Sobre todo aquella madona recostada del Museo del Prado, a quien Goya
le colocó los pezones tan aparte el uno del otro, que uno piensa
cómo el pintor revolucionario midió la distancia añadiendo un beso
a cada beso hasta dejarle un collar invisible de seno a seno. Pero el
equívoco continuaba. El oso, la botinería de zarzuela, el "If"
y, por último, en vez de un baño de diosa encontré un recinto
redondo, falsamente pompeyano, con una tina bajo el nivel del suelo,
cisnecillos siúticos de alabastro, cursi-cómicos lampadarios, en
fin, una sala de baño para odalisca de película norteamericana.
Ya me
retiraba con sombrío desencanto cuando tuve mi recompensa. Los
milicianos me invitaron a almorzar. Bajé con ellos a las cocinas.

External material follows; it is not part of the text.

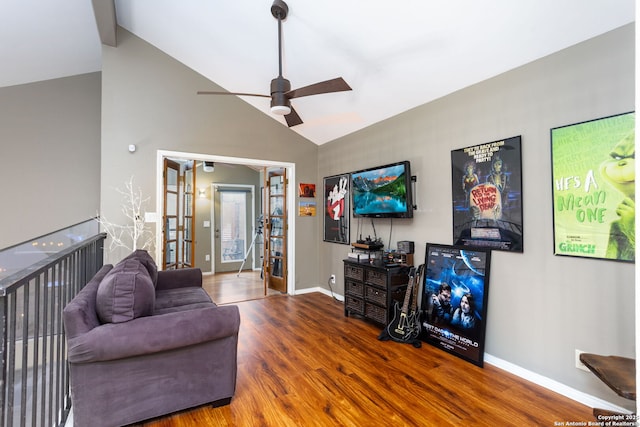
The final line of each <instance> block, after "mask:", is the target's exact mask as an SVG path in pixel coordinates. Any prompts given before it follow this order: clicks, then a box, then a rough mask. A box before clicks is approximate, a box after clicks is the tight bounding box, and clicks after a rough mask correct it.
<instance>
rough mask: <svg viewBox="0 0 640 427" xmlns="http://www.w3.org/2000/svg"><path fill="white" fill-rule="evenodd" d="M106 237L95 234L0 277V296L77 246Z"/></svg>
mask: <svg viewBox="0 0 640 427" xmlns="http://www.w3.org/2000/svg"><path fill="white" fill-rule="evenodd" d="M106 237H107V234H106V233H100V234H96V235H95V236H93V237H90V238H88V239H85V240H83V241H82V242H80V243H77V244H75V245H73V246H70V247H69V248H67V249H63V250H61V251H60V252H56V253H55V254H53V255H51V256H49V257H47V258H45V259H43V260H42V261H39V262H37V263H35V264H33V265H31V266H29V267H27V268H24V269H22V270H20V271H18V272H17V273H15V274H12V275H11V276H8V277H5V278H4V279H0V297H2V296H5V295H7V294H8V293H9V292H11V291H12V289H14V288H15V287H16V286H18V285H19V283H21V282H23V281H25V280H31V279H32V278H34V277H36V276H37V275H39V274H41V273H42V272H43V271H45V270H46V269H48V268H49V267H51V266H52V265H54V264H55V263H56V262H58V261H59V260H60V259H62V258H64V257H66V256H68V255H70V254H72V253H74V252H77V250H78V248H82V247H84V246H87V245H89V244H92V243H94V242H97V241H99V240H104V239H105V238H106Z"/></svg>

Cuarenta o cincuenta mozos y servidores, cocineros y jardineros del
duque, seguían cocinando para sí mismos y para los milicianos que
custodiaban la mansión. Me consideraban honrosa visita. Después de
algunos cuchicheos, vueltas y revueltas, recibos que se firmaban,
sacaron una polvorienta botella. Era un "lachrima christi"
de cien años, del cual apenas me dejaron beber unos cuantos sorbos.
Era un vino ardiente, con una contextura de miel y fuego, al mismo
tiempo severo e impalpable. No olvidaré tan fácilmente aquellas
lágrimas del duque de Alba.
Una
semana después los bombarderos alemanes dejaron caer cuatro bombas
incendiarias sobre el palacio de Liria. Desde la terraza de mi casa
vi volar los dos pájaros agoreros. Un resplandor colorado me hizo
comprender en seguida que estaba presenciando los últimos minutos
del palacio.
—Aquella
misma tarde pasé por las ruinas humeantes —digo a los escritores
rumanos para concluir mi relato—. Allí me enteré de un detalle
conmovedor. Los nobles milicianos, bajo el fuego que caía del cielo,
las explosiones que sacudían la tierra y la hoguera que crecía,
sólo atinaron a salvar el oso blanco. Casi murieron en la tentativa.
Se derrumbaban las vigas, todo ardía y el inmenso animal embalsamado
se obstinaba en no pasar por las ventanas y las puertas. Lo vi de
nuevo y por última vez, con los brazos blancos abiertos, muerto de
risa, sobre el césped del jardín del palacio".